I do not think you are insane, just suffering from low self esteem and unfortunately seeking out situations which seem to reinforce that. I hope you take a different approach/make different choices going forward.

iVillage Member
Registered: 07-31-2003
Mon, 08-04-2003 - 5:19pm
Deena...thanks for the advice...:). I've had self esteem issues in the past (when I was a teen, nothing serious but just enough to make me feel unworthy) but I'm pretty much over them. I don't know if you read the reply I gave Gail but it had been a bad week for me. Nothing was going right...I was tired and just frustrated in general. When I'm like that I take EVERYTHING the wrong way. I don't think straight. Like I said I'm normally not a jealous person. In fact now that I look back it doesn't bother me as much as I though it did. Most of the time I'm objective when it comes to these sorts of relationships. Or I try to be. I feel something for the man but I don't put every emotion I have into it because most of the time it doesn't work out. But this guy is different from the rest. He seems to be everything I've been looking for in a man and he seems pretty sensitve to my moods which I thought would be hard since I'm not a moody person...lol.
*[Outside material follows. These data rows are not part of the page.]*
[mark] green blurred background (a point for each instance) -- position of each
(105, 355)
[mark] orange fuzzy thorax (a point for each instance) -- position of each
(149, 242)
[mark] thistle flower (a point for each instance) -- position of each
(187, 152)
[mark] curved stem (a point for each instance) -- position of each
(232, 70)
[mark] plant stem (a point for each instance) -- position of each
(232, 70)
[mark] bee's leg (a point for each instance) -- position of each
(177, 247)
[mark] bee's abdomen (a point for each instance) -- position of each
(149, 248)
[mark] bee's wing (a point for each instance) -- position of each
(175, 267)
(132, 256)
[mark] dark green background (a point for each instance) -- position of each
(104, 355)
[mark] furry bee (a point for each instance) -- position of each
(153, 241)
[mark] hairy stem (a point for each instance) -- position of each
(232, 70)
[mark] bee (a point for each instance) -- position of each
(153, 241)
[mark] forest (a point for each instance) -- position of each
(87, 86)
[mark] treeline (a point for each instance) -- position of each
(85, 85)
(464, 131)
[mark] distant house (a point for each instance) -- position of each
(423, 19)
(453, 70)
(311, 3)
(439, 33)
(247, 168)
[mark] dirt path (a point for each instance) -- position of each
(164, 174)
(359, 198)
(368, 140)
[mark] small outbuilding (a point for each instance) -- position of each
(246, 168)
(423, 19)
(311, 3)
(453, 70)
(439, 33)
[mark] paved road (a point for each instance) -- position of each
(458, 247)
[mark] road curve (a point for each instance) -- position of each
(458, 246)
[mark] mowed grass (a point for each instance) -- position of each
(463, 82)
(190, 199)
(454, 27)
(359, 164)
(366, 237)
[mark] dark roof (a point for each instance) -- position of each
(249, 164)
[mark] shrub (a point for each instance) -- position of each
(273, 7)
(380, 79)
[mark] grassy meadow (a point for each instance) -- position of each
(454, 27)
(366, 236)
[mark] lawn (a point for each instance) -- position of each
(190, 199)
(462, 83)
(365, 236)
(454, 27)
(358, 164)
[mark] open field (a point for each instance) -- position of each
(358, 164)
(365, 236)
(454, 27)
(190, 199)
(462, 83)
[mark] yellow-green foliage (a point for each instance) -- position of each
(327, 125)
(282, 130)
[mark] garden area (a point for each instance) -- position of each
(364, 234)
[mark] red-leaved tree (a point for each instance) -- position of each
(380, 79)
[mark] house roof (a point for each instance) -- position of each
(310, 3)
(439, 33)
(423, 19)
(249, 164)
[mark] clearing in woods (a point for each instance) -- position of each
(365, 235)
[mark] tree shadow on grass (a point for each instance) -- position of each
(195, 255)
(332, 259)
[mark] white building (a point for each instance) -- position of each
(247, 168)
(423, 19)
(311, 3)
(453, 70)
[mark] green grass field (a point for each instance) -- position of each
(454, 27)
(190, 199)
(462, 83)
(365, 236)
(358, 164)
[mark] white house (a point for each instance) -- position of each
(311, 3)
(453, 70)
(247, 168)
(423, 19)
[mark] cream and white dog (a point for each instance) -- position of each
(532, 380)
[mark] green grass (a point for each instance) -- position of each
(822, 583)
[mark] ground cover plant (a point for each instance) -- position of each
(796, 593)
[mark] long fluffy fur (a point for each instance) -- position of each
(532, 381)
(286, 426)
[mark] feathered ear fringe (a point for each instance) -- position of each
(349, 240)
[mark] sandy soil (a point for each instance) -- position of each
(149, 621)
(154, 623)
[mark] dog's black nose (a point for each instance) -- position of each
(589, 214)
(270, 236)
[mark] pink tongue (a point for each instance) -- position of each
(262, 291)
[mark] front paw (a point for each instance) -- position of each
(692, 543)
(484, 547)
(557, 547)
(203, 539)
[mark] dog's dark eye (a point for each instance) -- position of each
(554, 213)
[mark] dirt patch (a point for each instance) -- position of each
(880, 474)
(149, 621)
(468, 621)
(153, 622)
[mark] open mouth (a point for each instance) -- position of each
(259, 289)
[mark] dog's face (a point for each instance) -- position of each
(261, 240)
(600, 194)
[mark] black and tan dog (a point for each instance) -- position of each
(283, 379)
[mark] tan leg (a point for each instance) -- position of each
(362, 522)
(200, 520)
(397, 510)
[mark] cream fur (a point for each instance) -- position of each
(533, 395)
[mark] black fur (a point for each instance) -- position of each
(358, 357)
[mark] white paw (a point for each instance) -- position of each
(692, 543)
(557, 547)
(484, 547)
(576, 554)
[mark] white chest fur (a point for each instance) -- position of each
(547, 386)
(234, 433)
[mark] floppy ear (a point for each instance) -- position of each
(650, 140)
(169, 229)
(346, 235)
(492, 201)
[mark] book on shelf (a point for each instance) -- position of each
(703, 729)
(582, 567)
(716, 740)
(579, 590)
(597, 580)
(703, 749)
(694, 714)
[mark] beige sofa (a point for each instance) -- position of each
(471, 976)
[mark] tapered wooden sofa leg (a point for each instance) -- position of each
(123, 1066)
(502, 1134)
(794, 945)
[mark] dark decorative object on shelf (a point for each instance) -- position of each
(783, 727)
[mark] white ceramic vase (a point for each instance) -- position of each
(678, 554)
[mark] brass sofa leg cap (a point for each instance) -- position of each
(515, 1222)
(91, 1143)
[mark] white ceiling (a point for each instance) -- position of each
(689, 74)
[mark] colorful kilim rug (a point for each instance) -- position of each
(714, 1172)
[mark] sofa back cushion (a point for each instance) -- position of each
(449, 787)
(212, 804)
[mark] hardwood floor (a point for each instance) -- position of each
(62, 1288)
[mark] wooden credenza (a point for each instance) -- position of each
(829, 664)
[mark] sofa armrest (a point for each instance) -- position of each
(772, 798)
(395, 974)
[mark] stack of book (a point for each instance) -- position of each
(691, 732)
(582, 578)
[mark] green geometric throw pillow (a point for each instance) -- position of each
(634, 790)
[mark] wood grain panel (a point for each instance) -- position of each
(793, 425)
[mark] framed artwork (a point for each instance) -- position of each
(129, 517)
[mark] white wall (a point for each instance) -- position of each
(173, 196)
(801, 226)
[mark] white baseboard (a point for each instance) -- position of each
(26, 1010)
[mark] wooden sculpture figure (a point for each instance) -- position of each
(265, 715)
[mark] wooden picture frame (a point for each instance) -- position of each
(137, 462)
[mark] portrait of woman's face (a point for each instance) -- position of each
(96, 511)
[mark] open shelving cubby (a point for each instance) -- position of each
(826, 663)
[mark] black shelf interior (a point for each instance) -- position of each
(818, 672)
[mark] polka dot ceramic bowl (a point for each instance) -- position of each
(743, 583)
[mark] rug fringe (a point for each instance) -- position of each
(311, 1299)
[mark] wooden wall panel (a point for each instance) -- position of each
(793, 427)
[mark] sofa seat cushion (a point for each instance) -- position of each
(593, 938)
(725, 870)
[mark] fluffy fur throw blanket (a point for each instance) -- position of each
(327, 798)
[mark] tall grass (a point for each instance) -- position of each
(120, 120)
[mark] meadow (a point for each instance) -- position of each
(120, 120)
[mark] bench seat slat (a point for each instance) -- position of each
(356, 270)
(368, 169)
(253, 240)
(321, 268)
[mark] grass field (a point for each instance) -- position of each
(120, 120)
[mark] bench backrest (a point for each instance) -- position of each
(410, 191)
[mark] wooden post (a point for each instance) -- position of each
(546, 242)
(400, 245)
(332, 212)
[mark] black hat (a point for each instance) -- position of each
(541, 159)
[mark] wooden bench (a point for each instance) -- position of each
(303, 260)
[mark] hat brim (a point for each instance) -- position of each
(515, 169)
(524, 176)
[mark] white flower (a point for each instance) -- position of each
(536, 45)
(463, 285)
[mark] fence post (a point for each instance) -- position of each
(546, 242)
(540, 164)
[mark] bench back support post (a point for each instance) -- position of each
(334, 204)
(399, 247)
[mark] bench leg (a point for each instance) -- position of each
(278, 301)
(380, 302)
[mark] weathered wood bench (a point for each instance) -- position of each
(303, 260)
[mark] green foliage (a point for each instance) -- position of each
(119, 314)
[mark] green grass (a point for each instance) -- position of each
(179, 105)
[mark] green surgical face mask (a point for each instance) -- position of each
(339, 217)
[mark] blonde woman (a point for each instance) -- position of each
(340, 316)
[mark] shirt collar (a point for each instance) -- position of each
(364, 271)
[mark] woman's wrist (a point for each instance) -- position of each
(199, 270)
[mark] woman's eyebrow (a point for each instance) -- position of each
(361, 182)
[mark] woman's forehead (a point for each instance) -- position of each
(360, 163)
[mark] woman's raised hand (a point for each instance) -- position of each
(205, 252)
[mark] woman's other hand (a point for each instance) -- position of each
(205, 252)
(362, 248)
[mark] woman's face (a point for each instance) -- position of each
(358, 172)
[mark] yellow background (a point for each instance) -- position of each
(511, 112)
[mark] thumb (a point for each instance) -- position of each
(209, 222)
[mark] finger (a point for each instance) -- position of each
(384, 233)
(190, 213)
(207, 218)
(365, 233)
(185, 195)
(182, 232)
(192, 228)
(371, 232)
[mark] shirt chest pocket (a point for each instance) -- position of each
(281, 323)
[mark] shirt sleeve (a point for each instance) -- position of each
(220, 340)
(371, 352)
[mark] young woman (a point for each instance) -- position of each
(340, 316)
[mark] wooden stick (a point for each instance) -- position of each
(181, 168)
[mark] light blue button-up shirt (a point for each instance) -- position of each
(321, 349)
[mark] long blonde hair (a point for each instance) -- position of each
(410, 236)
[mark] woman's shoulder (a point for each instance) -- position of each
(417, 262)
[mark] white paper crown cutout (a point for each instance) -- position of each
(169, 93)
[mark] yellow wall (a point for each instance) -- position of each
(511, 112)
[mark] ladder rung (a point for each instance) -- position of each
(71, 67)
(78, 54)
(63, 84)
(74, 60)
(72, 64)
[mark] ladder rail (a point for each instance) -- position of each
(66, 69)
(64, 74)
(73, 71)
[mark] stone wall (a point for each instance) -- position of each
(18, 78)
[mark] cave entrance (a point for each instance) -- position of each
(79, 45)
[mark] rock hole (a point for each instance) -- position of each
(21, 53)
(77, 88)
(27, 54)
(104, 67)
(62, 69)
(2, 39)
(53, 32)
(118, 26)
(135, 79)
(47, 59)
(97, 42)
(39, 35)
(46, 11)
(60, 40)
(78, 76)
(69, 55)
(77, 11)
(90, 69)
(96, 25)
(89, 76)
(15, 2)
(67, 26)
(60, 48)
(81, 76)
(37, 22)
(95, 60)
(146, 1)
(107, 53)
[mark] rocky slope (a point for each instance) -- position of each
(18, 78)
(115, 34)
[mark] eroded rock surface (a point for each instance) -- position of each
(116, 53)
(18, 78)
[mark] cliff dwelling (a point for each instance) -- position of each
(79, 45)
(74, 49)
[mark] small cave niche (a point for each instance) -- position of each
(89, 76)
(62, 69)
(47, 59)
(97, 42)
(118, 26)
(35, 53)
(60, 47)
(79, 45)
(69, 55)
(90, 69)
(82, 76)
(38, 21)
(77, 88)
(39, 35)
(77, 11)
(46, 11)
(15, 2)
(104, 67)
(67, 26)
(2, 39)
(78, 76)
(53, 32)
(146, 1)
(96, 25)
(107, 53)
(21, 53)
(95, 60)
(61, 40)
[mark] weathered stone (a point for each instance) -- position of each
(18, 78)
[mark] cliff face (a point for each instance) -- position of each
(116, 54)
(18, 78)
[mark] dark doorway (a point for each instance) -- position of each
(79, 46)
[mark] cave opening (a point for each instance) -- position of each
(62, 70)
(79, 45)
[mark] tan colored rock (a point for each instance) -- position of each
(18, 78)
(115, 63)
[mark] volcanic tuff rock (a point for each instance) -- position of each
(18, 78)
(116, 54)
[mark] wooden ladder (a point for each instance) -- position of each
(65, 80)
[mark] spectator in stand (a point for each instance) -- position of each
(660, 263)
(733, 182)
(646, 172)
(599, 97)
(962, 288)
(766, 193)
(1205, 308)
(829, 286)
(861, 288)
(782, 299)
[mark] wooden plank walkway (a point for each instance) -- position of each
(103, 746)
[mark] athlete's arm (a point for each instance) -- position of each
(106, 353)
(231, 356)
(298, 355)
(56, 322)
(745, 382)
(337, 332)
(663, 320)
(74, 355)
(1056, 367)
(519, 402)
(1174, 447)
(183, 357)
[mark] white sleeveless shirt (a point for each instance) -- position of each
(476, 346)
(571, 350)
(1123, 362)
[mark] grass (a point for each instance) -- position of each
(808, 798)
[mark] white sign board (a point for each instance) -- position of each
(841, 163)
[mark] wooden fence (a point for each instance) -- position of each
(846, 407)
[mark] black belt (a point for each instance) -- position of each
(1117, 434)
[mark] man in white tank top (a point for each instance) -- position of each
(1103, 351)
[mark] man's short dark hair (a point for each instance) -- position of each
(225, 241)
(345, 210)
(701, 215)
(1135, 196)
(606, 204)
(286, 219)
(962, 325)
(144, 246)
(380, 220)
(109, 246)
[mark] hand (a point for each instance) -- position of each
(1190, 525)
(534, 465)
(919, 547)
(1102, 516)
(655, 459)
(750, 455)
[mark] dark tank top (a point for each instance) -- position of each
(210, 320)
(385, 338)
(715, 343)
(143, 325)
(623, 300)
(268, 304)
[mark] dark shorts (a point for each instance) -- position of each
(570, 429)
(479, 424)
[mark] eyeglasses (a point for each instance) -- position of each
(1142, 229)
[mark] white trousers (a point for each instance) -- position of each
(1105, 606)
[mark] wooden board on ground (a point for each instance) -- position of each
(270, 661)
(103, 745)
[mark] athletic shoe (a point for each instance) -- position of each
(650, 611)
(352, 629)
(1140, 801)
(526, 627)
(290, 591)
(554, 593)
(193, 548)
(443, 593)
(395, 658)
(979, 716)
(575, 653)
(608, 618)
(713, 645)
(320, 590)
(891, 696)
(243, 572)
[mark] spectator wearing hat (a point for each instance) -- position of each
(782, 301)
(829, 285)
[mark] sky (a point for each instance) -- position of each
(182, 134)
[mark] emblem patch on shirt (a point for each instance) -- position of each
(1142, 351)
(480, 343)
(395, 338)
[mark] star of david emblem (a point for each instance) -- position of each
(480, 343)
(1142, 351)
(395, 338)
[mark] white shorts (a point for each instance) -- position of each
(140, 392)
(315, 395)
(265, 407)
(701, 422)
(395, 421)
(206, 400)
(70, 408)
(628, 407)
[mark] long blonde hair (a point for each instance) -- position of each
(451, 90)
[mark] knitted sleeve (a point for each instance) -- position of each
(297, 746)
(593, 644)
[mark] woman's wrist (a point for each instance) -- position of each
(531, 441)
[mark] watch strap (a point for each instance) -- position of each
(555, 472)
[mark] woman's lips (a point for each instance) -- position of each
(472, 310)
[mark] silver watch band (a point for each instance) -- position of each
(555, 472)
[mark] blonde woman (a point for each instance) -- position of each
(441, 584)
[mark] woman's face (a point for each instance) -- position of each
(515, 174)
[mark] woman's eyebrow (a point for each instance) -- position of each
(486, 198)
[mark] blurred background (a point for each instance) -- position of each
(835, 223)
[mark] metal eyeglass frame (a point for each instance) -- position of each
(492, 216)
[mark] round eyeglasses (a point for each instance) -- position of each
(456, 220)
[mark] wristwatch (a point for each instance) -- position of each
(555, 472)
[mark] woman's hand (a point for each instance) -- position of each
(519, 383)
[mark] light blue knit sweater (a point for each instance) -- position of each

But thanks so much for the advice...I like this message board...it's a nice back up when you have no one else to talk to and like I said before I've never been in touch with women in the same situation as me...it was such a relief to find this board:)...good luck with everything and I hope I can do the same for you one day:)

M.
iVillage Member
Registered: 04-16-2003
Mon, 08-04-2003 - 9:45pm
bump
iVillage Member
Registered: 04-16-2003
Wed, 08-06-2003 - 2:45pm
Mila, are things better for you now??? How is your guy?? Are you meeting soon???